Al salir, lo aguardaba una pequeña multitud -algo más pequeña que la conformada por el personal de seguridad que lo acompañaba- que dedicó al mandatario venezolano insultos como el de "rata" o "asesino", ya que el epíteto de "dictador", lejos de ser considerado por el personaje como un insulto, parece agradarle hasta extremos insospechados. Algún transeúnte le deslizó también el insulto xenófobo favorito de los peninsulares: "Vete a tu puto país". Pero no fue escuchado.

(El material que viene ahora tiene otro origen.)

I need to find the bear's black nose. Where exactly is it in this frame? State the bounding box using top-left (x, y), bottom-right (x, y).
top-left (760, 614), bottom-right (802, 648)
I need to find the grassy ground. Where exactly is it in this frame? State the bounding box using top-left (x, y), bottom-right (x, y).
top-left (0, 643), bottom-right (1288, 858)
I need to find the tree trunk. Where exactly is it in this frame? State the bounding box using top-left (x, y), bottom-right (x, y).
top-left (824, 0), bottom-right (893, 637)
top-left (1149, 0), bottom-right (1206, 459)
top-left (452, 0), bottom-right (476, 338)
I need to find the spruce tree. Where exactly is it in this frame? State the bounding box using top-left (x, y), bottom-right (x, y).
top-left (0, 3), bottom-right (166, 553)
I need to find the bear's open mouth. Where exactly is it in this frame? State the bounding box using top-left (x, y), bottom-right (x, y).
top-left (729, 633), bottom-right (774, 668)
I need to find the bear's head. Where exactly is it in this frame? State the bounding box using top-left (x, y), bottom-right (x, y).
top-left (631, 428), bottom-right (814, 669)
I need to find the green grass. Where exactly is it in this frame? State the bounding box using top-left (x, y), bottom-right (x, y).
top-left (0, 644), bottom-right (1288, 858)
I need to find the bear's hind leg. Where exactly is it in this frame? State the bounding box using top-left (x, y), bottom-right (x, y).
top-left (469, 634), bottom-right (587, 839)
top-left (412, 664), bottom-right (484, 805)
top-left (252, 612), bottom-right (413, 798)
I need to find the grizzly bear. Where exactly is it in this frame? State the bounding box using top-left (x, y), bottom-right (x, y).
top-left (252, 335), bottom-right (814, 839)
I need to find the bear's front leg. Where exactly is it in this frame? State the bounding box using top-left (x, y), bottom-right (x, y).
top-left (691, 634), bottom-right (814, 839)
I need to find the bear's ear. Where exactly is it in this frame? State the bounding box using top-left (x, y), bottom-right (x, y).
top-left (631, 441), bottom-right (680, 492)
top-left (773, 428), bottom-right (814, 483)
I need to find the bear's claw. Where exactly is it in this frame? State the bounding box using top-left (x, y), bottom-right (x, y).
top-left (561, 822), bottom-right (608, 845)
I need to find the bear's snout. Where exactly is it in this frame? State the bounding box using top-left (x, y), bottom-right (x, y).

El presidente Chávez no siguió su periplo a pie por la Gran Vía. No fue a las rebajas de Zara ni se comió un Big Mac en las inmediaciones. Montó en un coche que él mismo condujo por la complicada avenida madrileña, llevando como copiloto no precisamente a Marcelino Camacho (histórico dirigente comunista de Comisiones Obreras y eterno propulsor de la huelga general revolucionaria) sino al mismísimo presidente de Repsol YPF, don Antonio Brufau Niubó, que es más o menos como salir de las entrañas del infierno asido de la mano de la reencarnación humana del mito capitalista que tan perfectamente dibujó Carlos Marx.
Ni las viejas fronteras ideológicas ya sirven para dividir las aguas; ni las nuevas, porque aquella distinción entre democracia y dictadura, característica de los años 90, tiende a borrarse. La amplia sonrisa del máximo empresario petrolero español demuestra hasta qué punto importan para los grandes negocios si los venezolanos gozan o no de determinadas libertades.
¡Así se combate al capital!
Lo que es seguro es que el presidente Chávez no es un personaje muy querido en España. Pero querido o no, es infinitamente más conocido que la presidente argentina señora Fernández de Kirchner que aquí no hubiera llamado la atención de nadie, ni siquiera en las rebajas de Zara y aunque saliera de las tiendas de la mano de George Clooney.